The statue, together with a bronze plaque, were dedicated to Vincent’s parents, Natalie and Josephine Carollo, whose lifelong story of love, family and hard work he hoped to capture in the statue and honor with the event. (Josephine died several years ago.)

In preparation for that occasion, I learned something of the senior Carollos’ impressive history. Both Natalie and Josephine emigrated from their native Sicily after World War II. They met in the Bronx, fell in love and married. 

Natalie worked on construction jobs and Josephine sewed garments in a factory.

They hadn’t been married for long, however, when Josephine’s brother-in-law Sal encouraged them to move to Virginia, and here their business history began. They settled on the Peninsula and quickly opened the first Anna’s Pizza in Buckroe, named for Josephine’s mother.

Soon, other eateries followed and then, in 1979, the Carollos looked westward to Smithfield, a community just then beginning to see the emergence of subdivisions and outlying businesses. They rented a space in the new Smithfield Square Shopping Center and opened another Anna’s.

Across Church Street, another entrepreneur had built a substantial building to accommodate a Dairy Queen. That business didn’t last for long and the building came on the market. Natalie Carollo jumped at the chance, purchased the property, and opened what would ever since be known as Anna’s Restaurant. On a cold January day in 1982, the family packed up and moved across the street. Vincent, then about 10, pushed carts loaded with chairs across Church Street, which at the time was still two-lane. 

The Carollos continued expanding their businesses, opening more than a dozen Anna’s throughout the region, in time selling some and making other business changes they felt were warranted.

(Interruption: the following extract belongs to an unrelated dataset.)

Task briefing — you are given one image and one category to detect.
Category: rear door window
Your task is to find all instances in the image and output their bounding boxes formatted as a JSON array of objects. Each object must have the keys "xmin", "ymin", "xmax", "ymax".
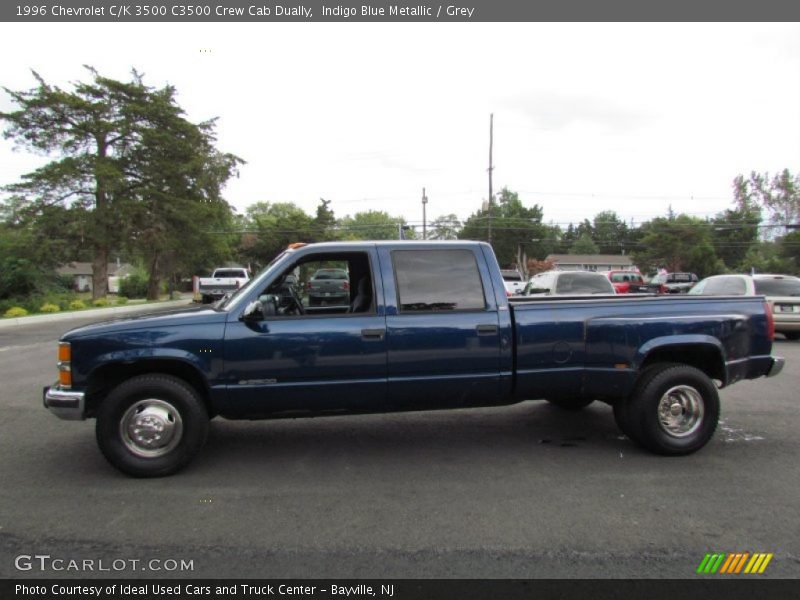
[{"xmin": 393, "ymin": 249, "xmax": 486, "ymax": 312}]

Vincent, who prefers to be known as his parents have known him, as Vinny, has continued the family’s eye for business and Smithfield has benefited with each new endeavor. In addition, he has been an active Chamber of Commerce member as well as a board member of Historic Smithfield, Inc.

Outside of business, he and his wife, Josephine, bought the Todd House and fully restored that early seat of local business, a restoration that had been unsuccessfully tried by several different owners over a period of a half-century.

Along the way, he has never lost sight of family and its importance, and that may be the Carollos’ most lasting legacy and contribution to our community. Both Vinny and his father, Natalie, were brought to tears as the statue and plaque were unveiled recently. The tribute to his parents, also cast in bronze, is worth repeating, for it says much about this remarkable family:

“Through all my years, individually, as parents together, you have been the conclusive example of giving all your love, understanding, patience, work ethics and so much more, to me and my family. Your unconditional love is now evidence of our success as a family.”

A beautiful sentiment from a grateful son.